Frequently Asked Questions

When did The Qt Company adopt PySide2?

In April 2016 The Qt Company decided to properly support the port. For more information, see!topic/pyside-dev/pqwzngAGLWE.

Why use PySide2 and not PySide?

Since PySide was developed for Qt 4, we now use PySide2 to imply that it is for a newer version, after it was ported to support Qt 5.

Where I can find information about the old PySide project?

The project’s old wiki page is available on PySide, but the project is now deprecated and not supported.

There are three wheels (pyside2, shiboken2, and shiboken2_generator), what’s the difference?

Before the official release, everything was in one big wheel, so it made sense to split these into separate wheels, each for the major projects currently in development:

  • pyside2: contains all the PySide2 modules to use the Qt framework; also depends on the shiboken2 module.

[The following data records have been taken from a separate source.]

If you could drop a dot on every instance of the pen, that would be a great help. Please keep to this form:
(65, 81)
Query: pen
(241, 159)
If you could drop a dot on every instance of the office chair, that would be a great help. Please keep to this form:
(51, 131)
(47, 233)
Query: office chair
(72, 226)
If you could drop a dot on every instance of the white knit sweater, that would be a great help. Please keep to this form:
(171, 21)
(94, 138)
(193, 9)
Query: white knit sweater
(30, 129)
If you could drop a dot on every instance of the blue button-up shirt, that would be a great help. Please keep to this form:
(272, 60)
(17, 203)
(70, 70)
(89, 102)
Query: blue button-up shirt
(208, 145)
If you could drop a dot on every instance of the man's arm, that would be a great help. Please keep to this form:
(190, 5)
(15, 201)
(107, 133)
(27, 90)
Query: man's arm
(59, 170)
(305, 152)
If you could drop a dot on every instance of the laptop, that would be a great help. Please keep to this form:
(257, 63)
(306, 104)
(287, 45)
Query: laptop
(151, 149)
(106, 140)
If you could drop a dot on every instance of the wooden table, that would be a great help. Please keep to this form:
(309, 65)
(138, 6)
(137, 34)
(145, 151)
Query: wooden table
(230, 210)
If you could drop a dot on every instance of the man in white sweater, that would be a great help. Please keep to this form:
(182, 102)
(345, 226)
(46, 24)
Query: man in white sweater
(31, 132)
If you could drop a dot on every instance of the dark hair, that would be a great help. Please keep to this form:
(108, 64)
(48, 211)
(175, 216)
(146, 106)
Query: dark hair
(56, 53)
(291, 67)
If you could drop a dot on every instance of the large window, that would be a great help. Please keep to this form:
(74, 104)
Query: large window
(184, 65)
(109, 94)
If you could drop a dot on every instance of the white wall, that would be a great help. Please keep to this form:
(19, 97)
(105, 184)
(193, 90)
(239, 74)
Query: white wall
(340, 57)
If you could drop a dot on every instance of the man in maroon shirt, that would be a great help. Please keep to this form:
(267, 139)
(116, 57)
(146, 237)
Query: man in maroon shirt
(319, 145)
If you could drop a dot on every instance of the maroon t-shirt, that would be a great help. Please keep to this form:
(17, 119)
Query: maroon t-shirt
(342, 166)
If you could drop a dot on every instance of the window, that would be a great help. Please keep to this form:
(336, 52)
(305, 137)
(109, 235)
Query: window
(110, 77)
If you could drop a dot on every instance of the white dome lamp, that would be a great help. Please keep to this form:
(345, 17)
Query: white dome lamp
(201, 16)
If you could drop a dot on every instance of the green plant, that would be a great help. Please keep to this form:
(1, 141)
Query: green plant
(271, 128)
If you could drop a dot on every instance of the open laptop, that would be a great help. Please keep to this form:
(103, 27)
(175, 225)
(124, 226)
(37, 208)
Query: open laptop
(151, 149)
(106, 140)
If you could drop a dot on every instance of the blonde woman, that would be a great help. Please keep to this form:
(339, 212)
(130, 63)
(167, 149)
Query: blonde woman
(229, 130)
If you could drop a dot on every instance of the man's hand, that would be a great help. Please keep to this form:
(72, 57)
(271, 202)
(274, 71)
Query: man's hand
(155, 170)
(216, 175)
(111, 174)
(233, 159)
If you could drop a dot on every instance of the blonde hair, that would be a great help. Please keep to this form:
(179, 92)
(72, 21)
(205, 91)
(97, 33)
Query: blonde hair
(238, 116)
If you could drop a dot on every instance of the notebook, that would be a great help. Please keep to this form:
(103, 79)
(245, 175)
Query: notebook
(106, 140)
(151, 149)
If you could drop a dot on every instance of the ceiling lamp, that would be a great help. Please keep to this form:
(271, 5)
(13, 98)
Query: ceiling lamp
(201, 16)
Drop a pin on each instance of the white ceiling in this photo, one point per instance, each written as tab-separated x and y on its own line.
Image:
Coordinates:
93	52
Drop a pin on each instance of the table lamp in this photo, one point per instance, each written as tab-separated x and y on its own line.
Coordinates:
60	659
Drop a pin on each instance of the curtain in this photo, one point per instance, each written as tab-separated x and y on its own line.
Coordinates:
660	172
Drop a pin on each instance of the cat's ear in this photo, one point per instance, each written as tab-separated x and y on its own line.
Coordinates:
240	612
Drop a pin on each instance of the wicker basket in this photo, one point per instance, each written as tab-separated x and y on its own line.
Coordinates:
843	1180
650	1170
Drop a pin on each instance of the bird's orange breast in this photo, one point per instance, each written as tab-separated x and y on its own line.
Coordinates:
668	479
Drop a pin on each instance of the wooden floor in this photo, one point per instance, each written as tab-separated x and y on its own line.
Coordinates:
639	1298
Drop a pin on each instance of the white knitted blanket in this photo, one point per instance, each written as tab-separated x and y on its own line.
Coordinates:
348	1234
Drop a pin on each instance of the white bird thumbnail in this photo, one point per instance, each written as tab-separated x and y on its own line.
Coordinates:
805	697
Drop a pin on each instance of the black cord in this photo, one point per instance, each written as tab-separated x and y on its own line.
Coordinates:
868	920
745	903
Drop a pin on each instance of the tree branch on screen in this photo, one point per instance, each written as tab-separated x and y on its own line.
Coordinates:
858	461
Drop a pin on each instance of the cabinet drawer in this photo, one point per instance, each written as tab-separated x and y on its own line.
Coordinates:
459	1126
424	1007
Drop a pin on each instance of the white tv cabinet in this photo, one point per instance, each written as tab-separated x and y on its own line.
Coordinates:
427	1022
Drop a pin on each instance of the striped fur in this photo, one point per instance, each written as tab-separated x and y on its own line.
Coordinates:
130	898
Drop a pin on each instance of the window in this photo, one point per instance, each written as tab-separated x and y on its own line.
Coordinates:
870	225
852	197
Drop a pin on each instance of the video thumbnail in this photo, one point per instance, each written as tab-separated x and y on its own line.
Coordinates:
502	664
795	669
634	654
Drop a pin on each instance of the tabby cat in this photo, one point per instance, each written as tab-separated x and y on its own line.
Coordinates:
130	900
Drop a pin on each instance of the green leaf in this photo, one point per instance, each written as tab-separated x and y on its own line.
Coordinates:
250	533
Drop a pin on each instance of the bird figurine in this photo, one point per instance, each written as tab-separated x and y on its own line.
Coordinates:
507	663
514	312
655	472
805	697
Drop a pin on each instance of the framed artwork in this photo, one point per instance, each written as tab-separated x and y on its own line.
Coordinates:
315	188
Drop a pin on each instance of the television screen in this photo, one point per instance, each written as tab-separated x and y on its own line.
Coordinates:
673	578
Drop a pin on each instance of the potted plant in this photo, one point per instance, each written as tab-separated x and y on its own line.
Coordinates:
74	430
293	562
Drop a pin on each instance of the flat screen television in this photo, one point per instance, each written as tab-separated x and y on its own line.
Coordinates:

  • shiboken2: contains the shiboken2 module with helper functions for PySide2.

  • shiboken2_generator: contains the generator binary that can work with a C++ project and a typesystem to generate Python bindings. If you want to generate bindings for a Qt/C++ project, there won’t be any linking to the Qt shared libraries; you need to do this by hand. We recommend building PySide2 from scratch to have everything properly linked.

Why is the shiboken2_generator not installed automatically?

It’s not necessary to install the shiboken2_generator to use PySide2. The package is a result of the wheel splitting process. To use the generator, it’s recommended to build it from scratch to have the proper Qt linking.